Many market participants have a “home bias,” typically having larger exposures to domestic securities than would be determined by their representation in the global opportunity set. Australia is no exception: compared to Australia’s 2% weight in the S&P Global BMI, Australian investors allocated an estimated 49% of their total equity allocation to domestic stocks at the end of 2022.1
Exhibit 1 shows that Australia’s home bias—as measured by the difference between investors’ total domestic equity exposure and the country’s weight in the S&P Global BMI—is larger than several of its developed market peers, such as Canada, Japan and the U.K.

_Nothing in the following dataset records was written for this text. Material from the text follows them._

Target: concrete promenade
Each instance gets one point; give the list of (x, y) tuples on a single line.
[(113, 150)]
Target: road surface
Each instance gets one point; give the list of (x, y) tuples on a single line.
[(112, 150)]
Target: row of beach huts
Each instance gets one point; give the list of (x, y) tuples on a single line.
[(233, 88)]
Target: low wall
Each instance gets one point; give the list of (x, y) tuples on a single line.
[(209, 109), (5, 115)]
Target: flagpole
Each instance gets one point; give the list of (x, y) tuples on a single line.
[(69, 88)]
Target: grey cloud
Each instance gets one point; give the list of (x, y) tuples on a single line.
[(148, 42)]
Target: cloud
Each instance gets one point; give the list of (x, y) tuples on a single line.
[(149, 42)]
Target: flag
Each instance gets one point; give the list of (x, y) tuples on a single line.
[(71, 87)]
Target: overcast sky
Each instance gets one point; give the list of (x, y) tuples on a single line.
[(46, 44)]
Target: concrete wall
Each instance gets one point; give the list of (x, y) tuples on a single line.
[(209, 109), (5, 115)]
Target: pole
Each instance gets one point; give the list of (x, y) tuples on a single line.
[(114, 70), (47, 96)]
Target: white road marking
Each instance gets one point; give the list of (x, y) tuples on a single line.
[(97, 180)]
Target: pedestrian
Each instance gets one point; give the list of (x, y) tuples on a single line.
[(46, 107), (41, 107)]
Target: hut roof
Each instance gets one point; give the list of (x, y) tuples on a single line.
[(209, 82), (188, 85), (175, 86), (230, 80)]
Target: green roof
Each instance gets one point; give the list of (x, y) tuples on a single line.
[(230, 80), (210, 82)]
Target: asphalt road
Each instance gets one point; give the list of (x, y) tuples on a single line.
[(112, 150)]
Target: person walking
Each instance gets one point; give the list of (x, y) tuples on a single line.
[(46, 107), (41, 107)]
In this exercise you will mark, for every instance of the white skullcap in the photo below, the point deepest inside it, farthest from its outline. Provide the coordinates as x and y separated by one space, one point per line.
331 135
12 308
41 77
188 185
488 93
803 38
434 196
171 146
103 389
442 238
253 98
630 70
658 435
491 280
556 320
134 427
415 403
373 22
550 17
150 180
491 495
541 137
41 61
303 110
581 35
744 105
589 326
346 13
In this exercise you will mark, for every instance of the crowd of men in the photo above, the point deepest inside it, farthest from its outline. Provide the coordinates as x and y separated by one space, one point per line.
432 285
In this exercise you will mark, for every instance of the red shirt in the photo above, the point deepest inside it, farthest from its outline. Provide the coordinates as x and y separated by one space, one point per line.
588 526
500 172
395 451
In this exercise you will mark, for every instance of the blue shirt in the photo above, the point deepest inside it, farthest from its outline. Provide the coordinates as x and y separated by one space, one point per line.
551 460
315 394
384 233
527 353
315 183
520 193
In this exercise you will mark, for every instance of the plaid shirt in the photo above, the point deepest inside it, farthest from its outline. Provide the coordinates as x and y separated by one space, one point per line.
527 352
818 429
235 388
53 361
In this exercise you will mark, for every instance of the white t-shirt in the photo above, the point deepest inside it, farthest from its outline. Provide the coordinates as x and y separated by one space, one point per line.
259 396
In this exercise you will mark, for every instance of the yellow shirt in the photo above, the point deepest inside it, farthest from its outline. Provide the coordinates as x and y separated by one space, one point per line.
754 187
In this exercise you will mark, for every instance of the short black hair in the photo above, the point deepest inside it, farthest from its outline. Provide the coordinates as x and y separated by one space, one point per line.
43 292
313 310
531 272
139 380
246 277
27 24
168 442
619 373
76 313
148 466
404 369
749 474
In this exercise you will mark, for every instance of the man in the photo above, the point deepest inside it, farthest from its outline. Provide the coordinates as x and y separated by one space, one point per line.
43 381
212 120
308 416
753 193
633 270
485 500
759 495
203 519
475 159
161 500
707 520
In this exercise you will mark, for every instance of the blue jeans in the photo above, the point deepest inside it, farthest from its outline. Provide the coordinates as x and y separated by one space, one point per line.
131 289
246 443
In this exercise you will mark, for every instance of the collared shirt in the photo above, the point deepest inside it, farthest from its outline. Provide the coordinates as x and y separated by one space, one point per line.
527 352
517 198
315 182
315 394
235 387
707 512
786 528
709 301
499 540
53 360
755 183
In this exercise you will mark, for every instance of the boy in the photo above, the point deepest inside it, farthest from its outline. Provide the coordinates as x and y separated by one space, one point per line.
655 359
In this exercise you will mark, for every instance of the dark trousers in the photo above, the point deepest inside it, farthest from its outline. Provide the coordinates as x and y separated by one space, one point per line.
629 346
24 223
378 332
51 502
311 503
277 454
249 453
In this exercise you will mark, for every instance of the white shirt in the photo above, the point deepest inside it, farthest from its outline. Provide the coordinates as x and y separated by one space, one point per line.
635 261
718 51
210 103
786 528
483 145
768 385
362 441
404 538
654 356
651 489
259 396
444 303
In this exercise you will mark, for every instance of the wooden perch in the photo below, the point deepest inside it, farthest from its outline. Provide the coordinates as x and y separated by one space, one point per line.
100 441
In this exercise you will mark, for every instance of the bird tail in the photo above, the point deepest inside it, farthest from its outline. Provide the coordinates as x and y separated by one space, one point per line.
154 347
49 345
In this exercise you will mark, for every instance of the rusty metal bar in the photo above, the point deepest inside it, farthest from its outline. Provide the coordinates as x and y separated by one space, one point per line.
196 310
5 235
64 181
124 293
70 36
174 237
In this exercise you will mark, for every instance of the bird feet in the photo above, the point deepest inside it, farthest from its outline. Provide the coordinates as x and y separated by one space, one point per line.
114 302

Such home bias means that investors have less exposure to the U.S. equity market, which makes up nearly 60% of the S&P Global BMI. The S&P Composite 1500® represents the investable portion of the U.S. equity market (~90%) by combining the large-cap S&P 500®, S&P MidCap 400® and the S&P SmallCap 600® and leaving out less liquid and lower quality stocks.
The U.S. is home to well-known global mega-cap names such as Apple and Microsoft, which may help to balance Australia’s overweight to Financials and Materials. Exhibit 2 shows that combining the U.S. and Australia’s equity benchmarks may help alleviate the domestic sector biases. Compared to the S&P Global BMI, the Australian bellwether underweights Information Technology by 18%, with I.T. being the S&P/ASX 200’s second-smallest sector, at 2%.
Potential diversification benefits could also have come in the form of improved risk/return profile. Exhibit 3 highlights that the S&P 500 outperformed the S&P/ASX 200 by 2% annualized since Dec. 30, 1994, in local currency and U.S. dollar terms. This makes the long-run outperformance of the S&P 400® and S&P 600® even more impressive; the non-perfect correlations of these indices versus the S&P 500 (shown in Exhibit 4) also means there is an opportunity for investors to diversify within their U.S. equity exposure as well to gain access to the unique characteristics of U.S. mid- and small-cap indices.
Exhibit 2 which shows that differences in sector composition may help explain the non-perfect correlation between the S&P/ASX 200 to our U.S. core equity indices, which ranges from 0.44-0.52 when looking at monthly returns in AUD terms, as illustrated in Exhibit 4. This moderate correlation suggests that combining the two sets of indices may lead to better risk-adjusted return than either one in isolation.
In Exhibit 5, we take the blue-chip benchmarks of both the U.S. and Australia and create hypothetical combinations of the S&P 500 and the S&P/ASX 200. We can see that adding the S&P 500 to the S&P/ASX 200 has historically improved return per unit of risk (risk-adjusted return) across all points on the efficient frontier over exposure to the S&P/ASX 200 alone.
While there are several reasons why Australian market participants may choose to have a home bias, in the past, U.S. equities helped investors diversify from sectoral home biases and historically improved domestic returns.
1 Thinking Ahead Institute, “GPAS 2023 Pensions Survey,” 2023.